During the last few years, new technologies completely changed the way we consume digital content. Thanks to tablets, innovative touch interfaces are now mainstream and the most popular websites are now developing touch-friendly content. However changes are happening in the old-fashioned web browsing as well, which is a result of a huge amount of information we consume on a daily basis. This led to numerous web services which are there to help you save and filter relevant information, and serve you only those articles you’re interested in.
In today’s article we are going to review an application named ReadKit 2, which is designed to save articles which you can read later, and also functions as RSS client. ReadKit 2 can be purchased using the Mac App Store for $5.
ReadKit 2 is actually the second version of already very popular “read later” application, which received some much needed updates and performance enhancement. This application can be used on its own, or in combination with numerous web services which are used to archive articles and RSS feeds. For example, supported “read later” services are Instapaper, Pocket, and Readability. Supported bookmark services are Pinboard and Delicious, and supported RSS Feed services are Fever and NewsBlur, even though this application also has its own hand-coded RSS engine. It is also important to know that you can sign-up with multiple accounts per one service, so you can save all your bookmarked articles into one application. This way, ReadKit 2 should be seen as an ultimate “read later” depository, where you can read, delete, or archive articles and feeds.

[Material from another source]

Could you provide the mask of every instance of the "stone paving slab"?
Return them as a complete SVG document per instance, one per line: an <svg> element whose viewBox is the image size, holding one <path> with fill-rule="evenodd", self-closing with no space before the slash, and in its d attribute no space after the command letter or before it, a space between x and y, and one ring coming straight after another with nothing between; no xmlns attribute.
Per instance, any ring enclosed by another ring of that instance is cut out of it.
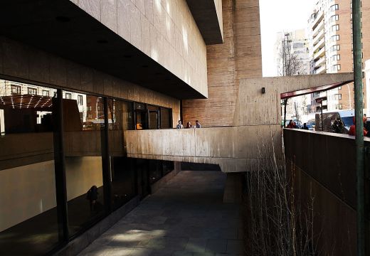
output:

Applications like ReadKit 2 requires a very clear and focus interface, since your attention should only be on reading an article. Even though this application offers numerous features and some advanced archiving functionality, you’ll be surely focused only on your articles thanks to its beautifully designed interface. You can also go to Preferences where you can set-up desired background color, making it ever easier on the eyes. You’ll basically see three main parts for ReadKit’s interface and those are left-positioned sidebar which shows (smart) folders, RSS feeds, and services you have applied for; Center-positioned column which shows your articles; And right-positioned reading pane. You can also use stripped view, where you can fully focus on reading an article.
ReadKit 2 is probably one of them most functional “read later” applications, mostly because it unifies numerous web services which all work great together. This is not something that’s easily achievable. You can easily drag-and-drop articles and move them between different services, and you can also delete, move, copy, and archive a certain article, or make it your favorite. This way, you also get to use tags and smart folders which are features made to help you sort out hundreds and thousands of saved articles. Having a reliable sorting and search features is essential for any “read later” application, and ReadKit 2 seems to be one of the best designed applications that I have encountered in a long time.